As we can see from the chart, the BLEU scores are not satisfactory. There is a very good reason for these scores, that is different language models (gpt-3-5-turbo and Falcon-7B-Instruct) have varying vocabularies due to diverse training data, leading to differences in word choices for answers for questions. This discrepancy in vocabulary can result in lower BLEU scores when comparing translations from these models. BLEU primarily focuses on precision, measuring how many of the generated n-grams appear in the reference (by gpt-3-5-turbo).

It doesn't account for differences in recall or consider synonyms effectively. If the models use different words for similar meanings, it can lead to lower BLEU scores despite conveying the intended answer.

As an example, in Confirmation Questions, gpt-3.5-turbo-1106 mostly generates answers as either 'Yes' or 'No', but our model Falcon-7B-Instruct generates additional content. Even though the meaning of the answers are same. We got the lowest BLEU Score for Confirmation Questions as can be seen from the chart above.

ROUGE Scores Test Set 1

In the chart given below, we have 4 ROUGE Scores.

As we can see ROUGE Scores are better than the BLEU Scores. This is because ROUGE prioritizes recall over precision, measuring what percent of n-grams in the reference occur in the generated output. As we mentioned previously, references usually contain less words, and since ROUGE is looking for reference words in the generated output, its scores are better than the BLEU scores.

It is important to mention that, the ROUGE Scores are still not good enough. This is again because of the vocabulary differences, the references and generated predictions may mean the same thing but have different word choices. As like BLEU, ROUGE does not campture the meaning of word and sentence semantics.

BERT Scores Test Set 1

In the chart given below, we have BERT Scores - F1, Precision, Recall.

As we can see th BERT Scores are relly impressive with an F1 score for the full testing set being 0.87. This is because of the fact that BERT Score utilizes contextualized embeddings to represent the tokens meaning unlike BLEU and ROUGE, it captures word and sentence semantics. BERT Score considers contextual information, allowing it to handle variations in word order and syntactic structures more effectively. Additionally, BERT models used to campute BERT Scores are trained on vast and diverse datasets, which results in a more comprehensive understanding of language.
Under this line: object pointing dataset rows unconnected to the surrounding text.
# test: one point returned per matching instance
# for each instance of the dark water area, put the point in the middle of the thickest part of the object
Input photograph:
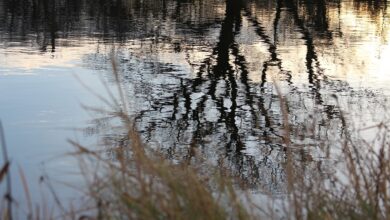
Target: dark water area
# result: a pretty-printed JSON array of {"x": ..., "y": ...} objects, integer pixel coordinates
[{"x": 200, "y": 75}]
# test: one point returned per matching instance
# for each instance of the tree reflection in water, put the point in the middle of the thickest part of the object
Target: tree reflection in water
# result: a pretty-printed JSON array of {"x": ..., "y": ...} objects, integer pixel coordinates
[{"x": 222, "y": 99}]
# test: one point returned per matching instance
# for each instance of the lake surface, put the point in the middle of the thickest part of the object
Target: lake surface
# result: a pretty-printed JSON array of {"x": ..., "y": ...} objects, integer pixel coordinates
[{"x": 205, "y": 75}]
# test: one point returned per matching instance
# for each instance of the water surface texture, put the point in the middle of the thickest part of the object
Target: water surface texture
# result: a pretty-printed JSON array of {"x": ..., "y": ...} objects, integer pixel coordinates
[{"x": 204, "y": 75}]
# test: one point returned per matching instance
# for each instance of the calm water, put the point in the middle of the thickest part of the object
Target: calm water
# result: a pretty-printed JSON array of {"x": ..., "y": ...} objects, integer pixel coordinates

Test Dataset Generation Approach 1

Our goal was to generate a testing dataset that contain the following types of questions based on the given abstracts; 1) Yes/No Questions, 2) Factoid-type Questions [what, which, when, who, how], 3) List-type Questions, 4) Causal Questions [why or how], 5) Hypothetical Questions, 6) Complex Questions

Question Generation Process:

We generate 100 for each Simple Question type: Confirmation, Factoid-type, List-type, Causal, Hypothetical and 100 for each Complex Question type: Complex Questions Generated by similar chunks found by Dense Search and Complex Questions Generated by similar chunks found by Sparse Search. While doing Sparse Search, 40 of 100 Complex Question Generations we use 1 keyword of the original chunk as the query to find similar chunks, another 40 of 100 we use 2 keywords as query, and the final 20 of 100 we use 3 keywords as our query. In both Dense and Sparse Searches, in the 75% of the searches we look for the most similar chunk, in the 25% of it we look for the two most similar chunks.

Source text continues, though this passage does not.